The Loam Pit
This painting has always been known in German as Die Lehmgrube and is thus entitled in Donald Gordon's oeuvre-catalogue of Kirchner's paintings, but the title is not the artist's own. Like many of Kirchner's early works, it remains otherwise undocumented and, although it probably depicts a scene in the immediate vicinity of Dresden, it has not proved possible to identify the exact location. It is likely that the picture belongs to a group of plein-air paintings done in and around the Saxon capital during spring-summer 1906. However, the dating of Kirchner's earliest Dresden paintings is fraught with difficulties and, in the absence of any significant number of documented works, suggested dates of 1906 and 1907 must be regarded as at best tentative, being based principally on stylistic criteria.
Gordon, in attempting to construct a convincing chronology of the artist's early paintings, has discussed at length the question of the formative influences to which Kirchner responded.
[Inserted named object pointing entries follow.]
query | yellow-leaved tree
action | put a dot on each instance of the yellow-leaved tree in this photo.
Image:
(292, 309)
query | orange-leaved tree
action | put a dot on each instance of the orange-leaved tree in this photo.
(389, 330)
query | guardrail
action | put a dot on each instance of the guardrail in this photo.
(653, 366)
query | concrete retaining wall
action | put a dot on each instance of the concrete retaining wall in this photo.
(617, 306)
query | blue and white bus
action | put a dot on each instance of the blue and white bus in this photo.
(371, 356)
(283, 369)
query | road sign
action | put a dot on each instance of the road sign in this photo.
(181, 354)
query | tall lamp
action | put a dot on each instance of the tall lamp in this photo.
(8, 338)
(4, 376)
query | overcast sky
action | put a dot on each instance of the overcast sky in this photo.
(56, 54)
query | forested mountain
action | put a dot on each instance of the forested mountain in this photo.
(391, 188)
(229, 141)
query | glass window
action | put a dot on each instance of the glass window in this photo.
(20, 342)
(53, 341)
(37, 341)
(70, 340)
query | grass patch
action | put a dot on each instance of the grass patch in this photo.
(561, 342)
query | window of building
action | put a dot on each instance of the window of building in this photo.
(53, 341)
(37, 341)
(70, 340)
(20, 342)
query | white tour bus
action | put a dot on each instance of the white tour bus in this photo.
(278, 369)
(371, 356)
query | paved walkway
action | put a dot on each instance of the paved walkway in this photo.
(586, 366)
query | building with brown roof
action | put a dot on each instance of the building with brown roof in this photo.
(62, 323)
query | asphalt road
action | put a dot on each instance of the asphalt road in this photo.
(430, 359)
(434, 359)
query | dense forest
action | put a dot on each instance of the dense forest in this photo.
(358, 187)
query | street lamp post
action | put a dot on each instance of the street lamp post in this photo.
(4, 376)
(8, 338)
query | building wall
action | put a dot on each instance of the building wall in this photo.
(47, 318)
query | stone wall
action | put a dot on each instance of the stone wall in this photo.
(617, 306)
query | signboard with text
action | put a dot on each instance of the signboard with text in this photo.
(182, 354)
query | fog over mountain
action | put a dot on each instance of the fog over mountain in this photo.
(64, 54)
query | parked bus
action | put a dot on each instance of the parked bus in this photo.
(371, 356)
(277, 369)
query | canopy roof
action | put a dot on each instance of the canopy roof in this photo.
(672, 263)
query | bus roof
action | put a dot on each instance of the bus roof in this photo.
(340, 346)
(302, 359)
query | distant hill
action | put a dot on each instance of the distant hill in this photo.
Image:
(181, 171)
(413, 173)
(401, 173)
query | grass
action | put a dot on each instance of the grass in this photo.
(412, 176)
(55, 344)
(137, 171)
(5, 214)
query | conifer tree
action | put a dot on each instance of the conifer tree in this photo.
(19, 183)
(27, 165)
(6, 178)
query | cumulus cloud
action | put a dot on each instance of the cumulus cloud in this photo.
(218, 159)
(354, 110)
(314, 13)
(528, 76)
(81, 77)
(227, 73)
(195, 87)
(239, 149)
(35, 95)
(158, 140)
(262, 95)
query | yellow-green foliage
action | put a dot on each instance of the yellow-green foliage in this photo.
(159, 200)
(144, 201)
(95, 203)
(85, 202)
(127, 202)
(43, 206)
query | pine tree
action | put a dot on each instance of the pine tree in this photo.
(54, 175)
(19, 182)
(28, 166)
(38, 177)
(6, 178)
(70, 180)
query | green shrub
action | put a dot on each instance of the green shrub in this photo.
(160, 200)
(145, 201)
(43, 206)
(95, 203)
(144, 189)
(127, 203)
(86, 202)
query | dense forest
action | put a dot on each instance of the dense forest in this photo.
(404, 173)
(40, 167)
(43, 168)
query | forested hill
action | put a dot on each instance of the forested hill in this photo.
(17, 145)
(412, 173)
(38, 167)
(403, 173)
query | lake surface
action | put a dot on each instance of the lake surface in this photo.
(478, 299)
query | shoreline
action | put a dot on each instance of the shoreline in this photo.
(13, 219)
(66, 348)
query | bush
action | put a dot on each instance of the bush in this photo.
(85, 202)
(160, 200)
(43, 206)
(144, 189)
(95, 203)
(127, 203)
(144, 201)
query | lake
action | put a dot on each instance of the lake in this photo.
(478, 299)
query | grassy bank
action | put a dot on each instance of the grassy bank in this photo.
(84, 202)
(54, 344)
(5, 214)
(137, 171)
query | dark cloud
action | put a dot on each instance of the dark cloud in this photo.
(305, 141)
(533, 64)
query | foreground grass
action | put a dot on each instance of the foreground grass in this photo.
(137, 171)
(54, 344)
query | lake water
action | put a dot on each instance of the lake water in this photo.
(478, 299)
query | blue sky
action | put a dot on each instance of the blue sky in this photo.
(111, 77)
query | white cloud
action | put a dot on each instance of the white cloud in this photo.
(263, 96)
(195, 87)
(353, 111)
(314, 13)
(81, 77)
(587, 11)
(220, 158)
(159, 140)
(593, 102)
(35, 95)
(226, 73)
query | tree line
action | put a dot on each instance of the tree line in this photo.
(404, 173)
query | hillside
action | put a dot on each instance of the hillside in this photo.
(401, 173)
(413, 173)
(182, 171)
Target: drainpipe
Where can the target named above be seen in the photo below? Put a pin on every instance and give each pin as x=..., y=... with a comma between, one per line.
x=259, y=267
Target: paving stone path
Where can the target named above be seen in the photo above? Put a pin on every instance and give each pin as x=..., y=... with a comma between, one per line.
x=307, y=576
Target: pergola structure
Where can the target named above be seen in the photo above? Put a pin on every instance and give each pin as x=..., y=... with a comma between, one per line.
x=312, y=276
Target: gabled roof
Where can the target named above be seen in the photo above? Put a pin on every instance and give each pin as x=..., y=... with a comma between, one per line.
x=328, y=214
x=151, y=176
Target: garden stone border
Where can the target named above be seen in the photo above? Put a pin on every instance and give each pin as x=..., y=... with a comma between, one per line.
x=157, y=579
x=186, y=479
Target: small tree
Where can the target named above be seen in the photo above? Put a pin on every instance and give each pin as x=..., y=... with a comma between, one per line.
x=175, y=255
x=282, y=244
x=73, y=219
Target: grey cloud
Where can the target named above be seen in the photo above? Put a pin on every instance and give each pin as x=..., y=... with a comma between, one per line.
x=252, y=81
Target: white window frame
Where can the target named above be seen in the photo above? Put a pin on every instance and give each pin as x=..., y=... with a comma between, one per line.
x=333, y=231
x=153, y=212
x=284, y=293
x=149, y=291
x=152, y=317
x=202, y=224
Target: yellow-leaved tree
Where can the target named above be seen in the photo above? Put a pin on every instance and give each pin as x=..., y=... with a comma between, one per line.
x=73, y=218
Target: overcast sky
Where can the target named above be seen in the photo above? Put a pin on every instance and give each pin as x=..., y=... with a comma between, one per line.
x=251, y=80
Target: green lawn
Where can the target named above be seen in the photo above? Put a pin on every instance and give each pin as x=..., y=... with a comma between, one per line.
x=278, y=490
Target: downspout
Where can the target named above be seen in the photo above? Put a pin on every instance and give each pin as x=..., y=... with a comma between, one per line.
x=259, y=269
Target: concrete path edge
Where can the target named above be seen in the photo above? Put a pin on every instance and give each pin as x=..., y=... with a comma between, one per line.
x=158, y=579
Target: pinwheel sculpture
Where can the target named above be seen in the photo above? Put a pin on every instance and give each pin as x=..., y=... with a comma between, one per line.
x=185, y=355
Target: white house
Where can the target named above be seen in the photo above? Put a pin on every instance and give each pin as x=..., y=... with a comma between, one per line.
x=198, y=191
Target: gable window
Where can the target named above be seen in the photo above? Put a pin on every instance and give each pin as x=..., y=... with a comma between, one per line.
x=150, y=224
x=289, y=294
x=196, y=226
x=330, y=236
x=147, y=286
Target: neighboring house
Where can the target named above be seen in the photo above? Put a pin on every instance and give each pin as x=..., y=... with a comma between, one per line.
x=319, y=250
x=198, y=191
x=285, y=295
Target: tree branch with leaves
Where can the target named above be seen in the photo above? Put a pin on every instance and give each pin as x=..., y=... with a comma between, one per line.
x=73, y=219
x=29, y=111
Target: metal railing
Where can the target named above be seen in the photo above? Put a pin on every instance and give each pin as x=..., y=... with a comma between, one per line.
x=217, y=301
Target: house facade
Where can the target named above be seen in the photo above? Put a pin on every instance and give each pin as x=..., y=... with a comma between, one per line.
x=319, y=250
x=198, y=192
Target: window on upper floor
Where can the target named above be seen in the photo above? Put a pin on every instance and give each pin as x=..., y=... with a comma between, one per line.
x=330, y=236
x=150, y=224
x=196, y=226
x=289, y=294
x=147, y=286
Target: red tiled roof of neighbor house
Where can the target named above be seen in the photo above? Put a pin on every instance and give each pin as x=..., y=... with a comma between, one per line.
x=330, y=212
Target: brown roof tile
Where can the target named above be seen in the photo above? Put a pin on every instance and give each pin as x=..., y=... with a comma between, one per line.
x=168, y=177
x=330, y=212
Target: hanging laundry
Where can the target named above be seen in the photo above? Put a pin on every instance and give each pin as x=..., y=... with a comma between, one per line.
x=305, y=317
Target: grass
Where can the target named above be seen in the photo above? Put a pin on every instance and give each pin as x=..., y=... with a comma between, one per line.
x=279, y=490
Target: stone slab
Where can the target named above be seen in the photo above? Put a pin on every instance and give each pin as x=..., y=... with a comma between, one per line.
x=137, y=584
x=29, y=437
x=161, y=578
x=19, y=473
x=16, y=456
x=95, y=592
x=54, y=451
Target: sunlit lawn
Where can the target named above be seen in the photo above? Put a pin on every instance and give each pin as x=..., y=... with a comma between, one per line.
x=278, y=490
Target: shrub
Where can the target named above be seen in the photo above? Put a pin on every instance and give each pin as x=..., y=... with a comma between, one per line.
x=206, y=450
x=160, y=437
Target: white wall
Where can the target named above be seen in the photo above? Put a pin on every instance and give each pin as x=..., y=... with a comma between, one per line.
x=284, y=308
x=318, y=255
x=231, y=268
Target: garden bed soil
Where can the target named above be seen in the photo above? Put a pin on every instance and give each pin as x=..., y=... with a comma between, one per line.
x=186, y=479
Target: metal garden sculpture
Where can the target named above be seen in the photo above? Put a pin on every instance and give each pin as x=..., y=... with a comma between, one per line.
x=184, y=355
Of these, perhaps the most significant was the art of Van Gogh, shown in Germany on a number of occasions during the early years of the century, notably at the Galerie Arnold in Dresden in 1905. Kirchner, like the other artists of the Brücke group, could scarcely have been immune to the effect of such events taking place on his own doorstep. He was also, almost certainly, familiar with the Dutch artist's work in illustration. His personal library, sent for auction in 1951, was found to contain two copies of Julius Meier-Graefe's influential and richly illustrated three-volume Entwicklungsgeschichte der modernen Kunst, containing reproductions of paintings by Van Gogh and other "modern" artists The impact of these works on the development of Kirchner's style is seen clearly in The Loam Pit, with its strident colour contrasts, loose brushwork and heavy impasto.
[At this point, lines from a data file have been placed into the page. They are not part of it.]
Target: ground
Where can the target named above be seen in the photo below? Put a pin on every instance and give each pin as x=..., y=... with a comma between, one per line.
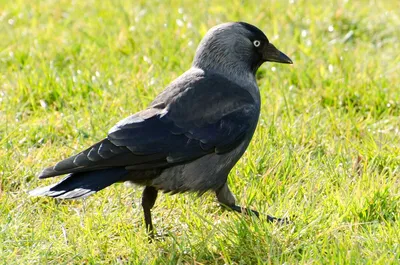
x=326, y=152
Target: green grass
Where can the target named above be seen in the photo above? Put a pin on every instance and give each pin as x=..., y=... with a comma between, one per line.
x=326, y=152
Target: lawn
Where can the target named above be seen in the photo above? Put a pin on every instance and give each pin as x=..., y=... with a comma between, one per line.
x=326, y=152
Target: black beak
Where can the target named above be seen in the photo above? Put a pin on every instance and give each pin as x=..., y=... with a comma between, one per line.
x=272, y=54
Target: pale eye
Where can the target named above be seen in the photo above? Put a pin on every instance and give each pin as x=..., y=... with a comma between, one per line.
x=257, y=43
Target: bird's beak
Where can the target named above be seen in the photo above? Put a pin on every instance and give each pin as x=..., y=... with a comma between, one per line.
x=272, y=54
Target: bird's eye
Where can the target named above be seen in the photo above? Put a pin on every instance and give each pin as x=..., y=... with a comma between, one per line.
x=257, y=43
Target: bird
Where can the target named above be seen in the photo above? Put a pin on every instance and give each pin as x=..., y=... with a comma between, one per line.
x=191, y=135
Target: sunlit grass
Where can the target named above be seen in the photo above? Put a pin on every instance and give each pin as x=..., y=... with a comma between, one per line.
x=326, y=152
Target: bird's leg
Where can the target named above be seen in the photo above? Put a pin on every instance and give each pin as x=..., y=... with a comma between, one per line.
x=227, y=199
x=149, y=197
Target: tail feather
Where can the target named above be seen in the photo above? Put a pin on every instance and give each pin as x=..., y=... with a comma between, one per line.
x=82, y=184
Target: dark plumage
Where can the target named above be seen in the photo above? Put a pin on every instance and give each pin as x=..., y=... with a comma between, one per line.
x=190, y=136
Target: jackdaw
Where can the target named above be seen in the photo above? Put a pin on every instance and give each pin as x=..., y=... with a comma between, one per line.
x=190, y=136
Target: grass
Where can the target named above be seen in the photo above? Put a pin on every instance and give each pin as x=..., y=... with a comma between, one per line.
x=326, y=152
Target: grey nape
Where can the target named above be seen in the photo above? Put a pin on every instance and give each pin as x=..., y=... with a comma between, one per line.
x=190, y=136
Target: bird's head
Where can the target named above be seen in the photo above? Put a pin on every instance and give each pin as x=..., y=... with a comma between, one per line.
x=239, y=47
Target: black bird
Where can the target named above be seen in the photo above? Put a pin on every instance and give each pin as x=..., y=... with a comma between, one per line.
x=190, y=136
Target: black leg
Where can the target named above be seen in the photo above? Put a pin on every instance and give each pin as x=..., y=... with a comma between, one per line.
x=227, y=199
x=149, y=197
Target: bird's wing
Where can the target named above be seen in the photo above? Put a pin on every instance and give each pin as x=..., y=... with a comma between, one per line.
x=208, y=115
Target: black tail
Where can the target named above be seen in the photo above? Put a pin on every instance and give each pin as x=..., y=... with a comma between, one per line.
x=82, y=184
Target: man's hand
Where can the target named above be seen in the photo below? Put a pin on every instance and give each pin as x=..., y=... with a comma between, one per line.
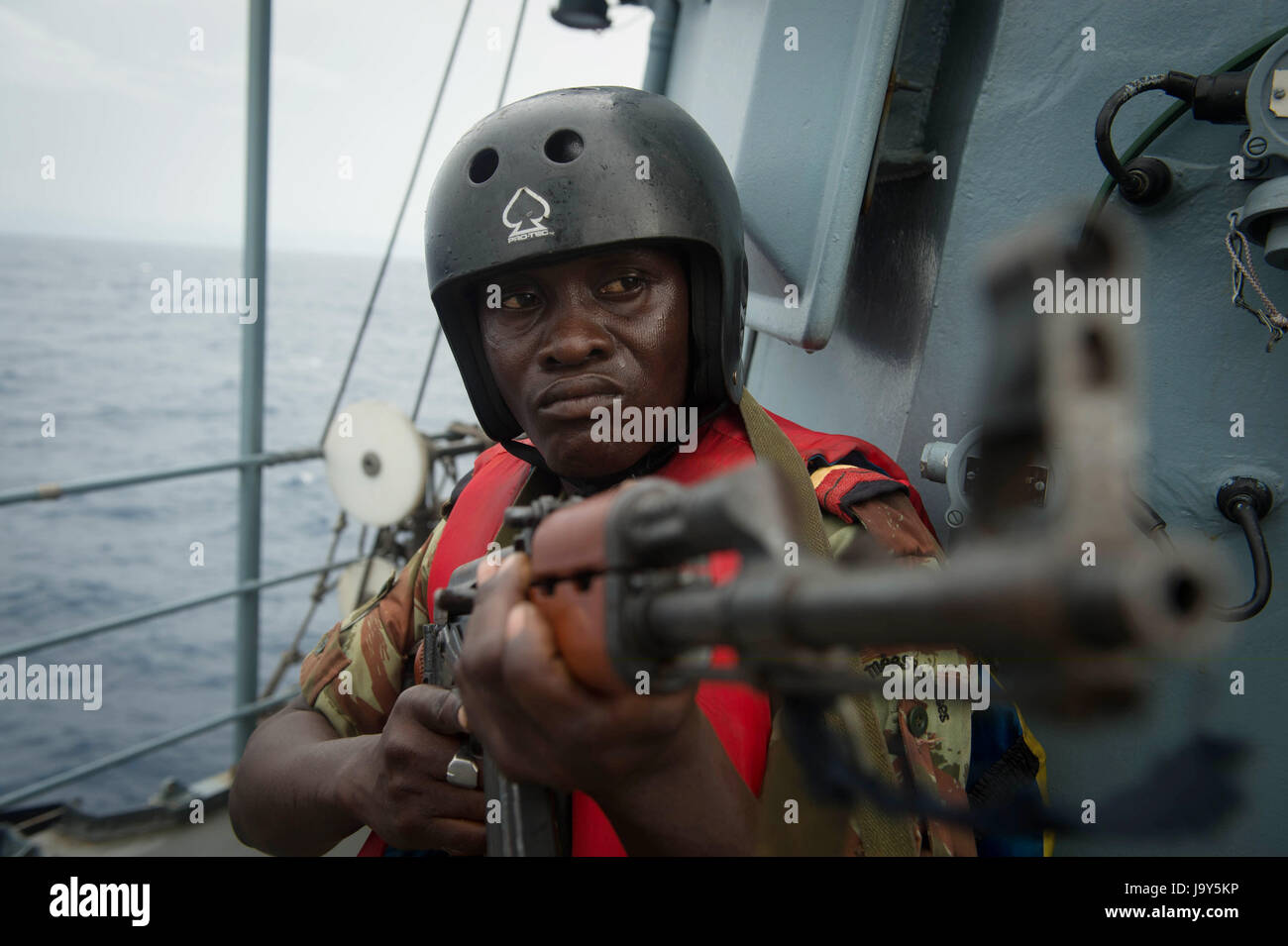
x=399, y=781
x=536, y=719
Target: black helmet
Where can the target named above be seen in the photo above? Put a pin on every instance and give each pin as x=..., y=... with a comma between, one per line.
x=576, y=168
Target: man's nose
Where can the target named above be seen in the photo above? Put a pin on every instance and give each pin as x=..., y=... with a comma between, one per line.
x=575, y=334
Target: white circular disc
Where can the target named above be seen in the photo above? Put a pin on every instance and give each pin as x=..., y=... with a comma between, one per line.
x=347, y=588
x=376, y=463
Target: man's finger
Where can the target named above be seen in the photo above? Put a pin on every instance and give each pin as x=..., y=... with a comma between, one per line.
x=535, y=675
x=433, y=706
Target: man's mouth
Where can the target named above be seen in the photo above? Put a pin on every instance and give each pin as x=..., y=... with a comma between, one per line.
x=578, y=396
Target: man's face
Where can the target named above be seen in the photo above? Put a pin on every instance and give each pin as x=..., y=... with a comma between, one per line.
x=571, y=336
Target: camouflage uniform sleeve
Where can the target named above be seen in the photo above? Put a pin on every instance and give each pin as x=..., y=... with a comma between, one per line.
x=928, y=740
x=356, y=672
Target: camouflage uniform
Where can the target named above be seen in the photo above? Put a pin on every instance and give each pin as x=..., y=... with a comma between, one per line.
x=375, y=644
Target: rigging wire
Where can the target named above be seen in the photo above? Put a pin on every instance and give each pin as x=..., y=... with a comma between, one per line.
x=402, y=210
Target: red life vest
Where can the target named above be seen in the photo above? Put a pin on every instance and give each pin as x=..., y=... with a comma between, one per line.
x=738, y=713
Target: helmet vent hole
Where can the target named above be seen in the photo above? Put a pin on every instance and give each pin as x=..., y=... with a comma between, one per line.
x=565, y=146
x=484, y=164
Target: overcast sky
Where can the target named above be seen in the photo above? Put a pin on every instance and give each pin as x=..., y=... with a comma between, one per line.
x=147, y=134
Another founder member of the Brücke, the architect Fritz Bleyl, later confirmed that the young Dresden artists also regularly devoured the latest illustrated magazines in their search for new sources of inspiration. Among the most important of these was the German periodical Kunst und Künstler, the first issue of which appeared in 1903 and which contained numerous illustrations of works by neo- and post-Impressionist artists, including Cézanne, van Gogh, Pissarro and Signac. By 1908, however, the influence of French neo- and post-Impressionism on Kirchner had begun significantly to diminish, to be replaced by a flatter, more abbreviated style which owes much to the impact of Munch's art. Kirchner probably became acquainted with the Norwegian artist's work through the Munch exhibition shown in Dresden in February 1906 but was, as Gordon notes, at that date "not yet able to enlarge upon the more expressive aspects of post-Impressionist art." His interest in Munch must have been rekindled by the exhibition he saw at the Berlin Secession in autumn 1908, which included several recent paintings.